Eine Biografie ist, wenn man so will, auch eine Form des Routing – - – aber im Rückblick, post festum. Eine Biografie als Routing zu bezeichnen ist natürlich widersprüchlich. Denn eine Biografie ist schwerlich ein vollkommen zielgerichteter und auf Effizienz hin gedachter Entwicklungsprozess. Eine Biografie kann allerdings rückblickend, also immer dann, wenn sie geschrieben wird, als Routing interpretiert oder dargestellt werden. Wenn es sich um einen erfolgreichen Künstler, eine arrivierte Künstlerin handelt, stellt sich in der Biografie dem Adressaten schlichtweg alles als zielführend und konsequent dar! Dies ist ein uraltes Schema – man sollte deutlicher sagen: Marketingschema, also ein Schema, das der Distinktion dient -, das seit Giorgio Vasaris erster Kunstgeschichte, seinen Erzählungen und Künstlerlegenden, den Vite, bekannt ist.
Wendet man den Begriff des Routing auf eine Biografie an, drängt sich andererseits der Gedanke auf, dass Umwege zielführend sein können, dass Effizienz nicht die Wahl des kürzesten Weges bedeuten muss. Der Gedanke ist spätestens seit Paul Klees Bildtitel von 1929, „Hauptweg und Nebenwege“, in der Kunstwelt: Eine Anspielung auf die Überzeugung Klees, dass derjenige glücklich sei, der sich dem „structural Gesetzmässigen“ einzufügen vermag, ohne seine Individualität zu verlieren. Es geht um ein harmonisches Verhältnis zwischen Logik und A-Logik.
Abschließend möchte ich meine Gedanken so zusammenfassen:
Die Bodenarbeit Routing zeigt uns Teile, die wie das Gleisnetz einer Spielzeugeisenbahn für Vorschulkinder aussehen. Sie sind offensichtlich nicht gekauft, sondern manufakturiert, so wie ich es beschrieben habe: D.B. legt Wert auf die Aussage, dass sie die Teile selbst hergestellt hat.

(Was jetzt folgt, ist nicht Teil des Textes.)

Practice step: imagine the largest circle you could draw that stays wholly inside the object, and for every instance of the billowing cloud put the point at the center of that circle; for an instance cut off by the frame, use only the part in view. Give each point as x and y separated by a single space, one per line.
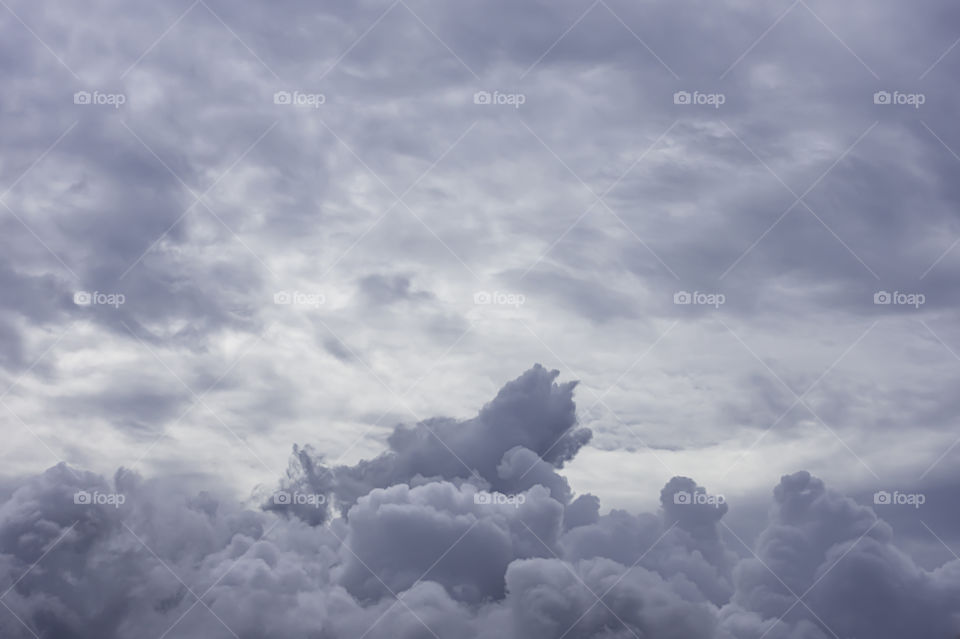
430 549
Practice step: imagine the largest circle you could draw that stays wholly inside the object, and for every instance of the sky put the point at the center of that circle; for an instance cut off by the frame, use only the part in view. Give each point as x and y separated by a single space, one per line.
387 257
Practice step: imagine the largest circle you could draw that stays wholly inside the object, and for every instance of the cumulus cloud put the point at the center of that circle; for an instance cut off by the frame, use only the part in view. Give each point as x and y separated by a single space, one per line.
420 547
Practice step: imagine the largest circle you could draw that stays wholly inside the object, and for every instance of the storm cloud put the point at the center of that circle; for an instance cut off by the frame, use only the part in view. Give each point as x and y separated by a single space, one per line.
434 555
232 229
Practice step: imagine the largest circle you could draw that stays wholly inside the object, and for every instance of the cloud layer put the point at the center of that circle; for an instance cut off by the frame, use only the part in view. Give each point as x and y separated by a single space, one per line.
420 547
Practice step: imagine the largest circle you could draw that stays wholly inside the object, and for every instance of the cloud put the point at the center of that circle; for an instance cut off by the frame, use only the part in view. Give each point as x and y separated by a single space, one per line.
81 556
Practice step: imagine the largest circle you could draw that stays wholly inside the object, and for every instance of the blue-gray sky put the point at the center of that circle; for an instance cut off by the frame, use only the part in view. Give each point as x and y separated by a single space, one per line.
227 229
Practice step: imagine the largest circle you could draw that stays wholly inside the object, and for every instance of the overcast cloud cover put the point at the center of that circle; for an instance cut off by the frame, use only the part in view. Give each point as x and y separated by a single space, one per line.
480 319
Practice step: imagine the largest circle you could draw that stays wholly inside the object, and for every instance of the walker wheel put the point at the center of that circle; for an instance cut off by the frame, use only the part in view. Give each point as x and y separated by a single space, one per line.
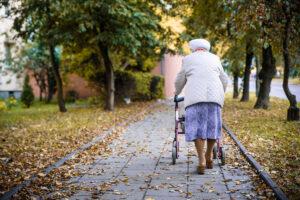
174 153
215 152
223 156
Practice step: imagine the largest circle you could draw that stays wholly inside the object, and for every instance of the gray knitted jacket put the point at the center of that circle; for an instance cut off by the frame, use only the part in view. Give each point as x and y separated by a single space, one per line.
204 79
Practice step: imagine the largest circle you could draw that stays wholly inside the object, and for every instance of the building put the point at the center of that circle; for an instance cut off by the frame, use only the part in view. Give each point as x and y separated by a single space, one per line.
168 67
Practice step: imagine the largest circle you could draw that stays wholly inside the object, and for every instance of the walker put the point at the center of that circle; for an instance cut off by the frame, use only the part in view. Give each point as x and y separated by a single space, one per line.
218 151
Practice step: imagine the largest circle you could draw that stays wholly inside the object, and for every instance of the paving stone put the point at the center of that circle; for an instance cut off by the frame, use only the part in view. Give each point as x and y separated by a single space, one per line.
140 167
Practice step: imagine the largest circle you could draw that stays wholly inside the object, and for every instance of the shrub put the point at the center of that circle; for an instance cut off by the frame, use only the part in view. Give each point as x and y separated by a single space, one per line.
138 85
96 100
27 94
11 102
71 96
2 105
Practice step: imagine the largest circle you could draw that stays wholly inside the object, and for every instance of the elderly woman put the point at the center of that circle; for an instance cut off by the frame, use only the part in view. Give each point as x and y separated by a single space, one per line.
205 82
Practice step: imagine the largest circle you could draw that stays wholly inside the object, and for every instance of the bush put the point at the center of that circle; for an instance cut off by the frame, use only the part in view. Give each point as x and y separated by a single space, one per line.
96 100
138 85
11 102
71 96
27 96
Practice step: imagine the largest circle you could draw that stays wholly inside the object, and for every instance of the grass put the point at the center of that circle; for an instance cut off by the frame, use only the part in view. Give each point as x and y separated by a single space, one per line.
274 142
31 139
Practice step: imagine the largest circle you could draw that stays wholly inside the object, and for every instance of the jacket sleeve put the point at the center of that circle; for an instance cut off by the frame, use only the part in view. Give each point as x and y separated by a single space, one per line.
180 80
223 76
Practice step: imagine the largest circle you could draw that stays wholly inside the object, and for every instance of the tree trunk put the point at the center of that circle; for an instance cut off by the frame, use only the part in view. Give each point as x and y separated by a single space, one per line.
55 66
293 110
257 81
247 72
266 75
110 80
235 86
51 83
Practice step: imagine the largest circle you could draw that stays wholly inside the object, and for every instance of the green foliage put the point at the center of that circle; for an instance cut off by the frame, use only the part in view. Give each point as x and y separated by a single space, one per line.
2 105
138 85
27 97
11 102
96 100
71 96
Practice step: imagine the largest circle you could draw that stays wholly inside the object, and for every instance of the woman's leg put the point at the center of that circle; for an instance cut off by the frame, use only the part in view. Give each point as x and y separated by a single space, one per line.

Eine Struktur ist einerseits durch die Bauteile und ihre Verbindungslogik vorgegeben, andererseits wuchert hier etwas nach einem für uns nicht entschlüsselbaren Bauplan. Die Teile sind da, wo sie gleiche Funktion haben, höchst ähnlich. Aber die minimalen Abweichungen ebenso wie das Mäandernde der Gestalt als Gesamtheit der Teile sind ein entscheidendes Moment. Der Struktur wird also die Intuition gegenüber gestellt.
Die Miniaturisierung im Modellbau und das latent Dysfunktionale der Bahn als Bahn heben das spielerische Element hervor, das Probehandeln, oder besser gesagt: das Probedenken mittels künstlerischer Praxis.
(Nur für das geschriebene Manuskript:
Oder mit anderen Worten: Entstanden als Re-Manufakturierung eines industriell gefertigten Konsumangebots transponiert D.B. Spielzeug zur Konzeptkunst, macht aus der Welt als Modell eine Parabel auf die eigene Künstlerexistenz.)